As a kid, taking notes was a chore.
"When I was in elementary school, they gave me a telescope for looking at the board," he recalled. "After that, teachers would write the board notes on paper for me."
He developed an early passion for writing short stories and poetry, but he was well on the way to earning his psychology degree at UT-Arlington, with tuition help from the Texas Commission for the Blind, before he decided to be an actor. He said he had an epiphany at church.
"The sermon was about being true to your heart, following your passion," he said. "I realized that while I was interested in psychology, I wasn't necessarily passionate about it. I felt I had another calling in my life."

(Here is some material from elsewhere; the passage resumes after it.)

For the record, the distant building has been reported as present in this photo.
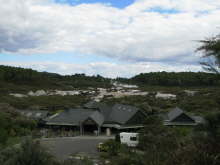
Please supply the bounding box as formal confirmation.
[164,107,204,126]
[45,102,145,135]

He went ahead and secured the psychology degree, but since then he has eked out an existence in the film industry. He's acted in and produced several short films and taken a variety of arts-related jobs to supplement his small monthly disability payments and occasional checks from his parents.
He can't drive, so he has to get rides to where he needs to go, including auditions. And since cold reading of scripts is difficult, he has to get his lines in advance and memorize them before reading for a part.
Hurdles, maybe. But not barriers, he says.
"My mentality is, it's not so severe. I keep it under wraps as much as I can, to live a semblance of a normal life as I can," Storey said. "What I've been doing the past several years is embracing it as part of who I am."